Adaptive Nonparametric Perturbations of Parametric Models with Generalized Bayes

arXiv stat.ML / 4/3/2026

💬 OpinionIdeas & Deep AnalysisModels & Research

Key Points

  • The paper proposes semiparametric corrections to parametric Bayesian models to make inference more reliable when the parametric specification may be wrong, focusing on functionals of the true data distribution.
  • It starts from a fully Bayesian framework that explicitly models misspecification and shows via asymptotic analysis that the approach can be both robust and data efficient, with fast convergence when the parametric model is close to reality.
  • The authors argue that fully Bayesian inference becomes impractical because it requires computing Bayes factors for a nonparametric model, which is computationally challenging.
  • They introduce a generalized Bayes-based correction method that avoids nonparametric Bayes factor computation while aiming to preserve the robustness and efficiency properties of the fully Bayesian approach.
  • The method is demonstrated by estimating causal effects of gene expression from single-cell RNA-seq data.

Abstract

Parametric Bayesian modeling offers a powerful and flexible toolbox for machine learning.
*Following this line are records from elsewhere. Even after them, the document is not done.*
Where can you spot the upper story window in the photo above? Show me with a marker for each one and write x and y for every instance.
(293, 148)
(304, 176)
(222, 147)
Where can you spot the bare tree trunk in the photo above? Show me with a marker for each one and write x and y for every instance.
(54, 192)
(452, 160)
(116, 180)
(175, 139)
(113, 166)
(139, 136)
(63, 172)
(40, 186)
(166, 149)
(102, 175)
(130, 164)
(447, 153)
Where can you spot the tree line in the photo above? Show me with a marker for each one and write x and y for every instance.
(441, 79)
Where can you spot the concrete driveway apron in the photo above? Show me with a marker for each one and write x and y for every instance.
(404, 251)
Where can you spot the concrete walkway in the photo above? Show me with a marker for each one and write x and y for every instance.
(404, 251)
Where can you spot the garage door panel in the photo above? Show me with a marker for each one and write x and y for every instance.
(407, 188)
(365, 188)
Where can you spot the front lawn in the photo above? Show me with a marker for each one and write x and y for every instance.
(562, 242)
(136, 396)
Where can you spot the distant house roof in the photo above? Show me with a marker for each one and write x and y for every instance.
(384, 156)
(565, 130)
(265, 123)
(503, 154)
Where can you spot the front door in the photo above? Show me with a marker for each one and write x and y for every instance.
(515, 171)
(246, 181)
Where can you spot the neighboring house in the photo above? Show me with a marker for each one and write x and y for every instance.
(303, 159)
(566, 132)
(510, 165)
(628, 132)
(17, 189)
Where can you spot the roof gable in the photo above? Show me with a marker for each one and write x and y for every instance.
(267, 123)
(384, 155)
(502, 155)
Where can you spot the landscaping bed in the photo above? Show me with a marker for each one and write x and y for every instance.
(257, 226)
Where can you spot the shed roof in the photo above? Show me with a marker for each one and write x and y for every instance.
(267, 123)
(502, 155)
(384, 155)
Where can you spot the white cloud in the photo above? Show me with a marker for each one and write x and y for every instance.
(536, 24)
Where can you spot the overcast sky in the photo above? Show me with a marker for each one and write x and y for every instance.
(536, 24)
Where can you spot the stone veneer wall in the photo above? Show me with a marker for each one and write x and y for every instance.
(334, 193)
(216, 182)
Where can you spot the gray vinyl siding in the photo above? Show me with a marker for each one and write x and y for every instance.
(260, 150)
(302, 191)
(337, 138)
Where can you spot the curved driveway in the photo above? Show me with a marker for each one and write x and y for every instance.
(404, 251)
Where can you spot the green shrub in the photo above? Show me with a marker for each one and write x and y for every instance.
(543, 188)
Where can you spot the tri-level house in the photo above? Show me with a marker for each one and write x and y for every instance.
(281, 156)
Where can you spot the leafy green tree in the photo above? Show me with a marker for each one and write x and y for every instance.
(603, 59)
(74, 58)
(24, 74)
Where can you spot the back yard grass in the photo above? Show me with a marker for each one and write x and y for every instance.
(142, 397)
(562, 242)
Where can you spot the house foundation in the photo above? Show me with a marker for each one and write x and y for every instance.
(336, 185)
Yet the model, however detailed, may still be wrong, and this can make inferences untrustworthy. In this paper we introduce a new class of semiparametric corrections for parametric Bayesian models, when the target of inference is a functional of the true data distribution. Our starting point is a fully Bayesian modeling approach, which explicitly accounts for the possibility that the parametric model is wrong. Asymptotic analysis shows that this approach is both robust to model misspecification and data efficient, achieving fast convergence when the parametric model is close to true. However, the fully Bayesian approach is limited in its practical usefulness by the challenges of conducting inference and computing a Bayes factor for a nonparametric model. We therefore propose a novel model correction based on generalized Bayes, which entirely avoids the need to compute a nonparametric Bayes factor, but preserves the robustness and efficiency of the fully Bayesian approach. We demonstrate our method by estimating causal effects of gene expression from single cell RNA sequencing data. Overall, we offer a new efficient approach to robust Bayesian inference with parametric models.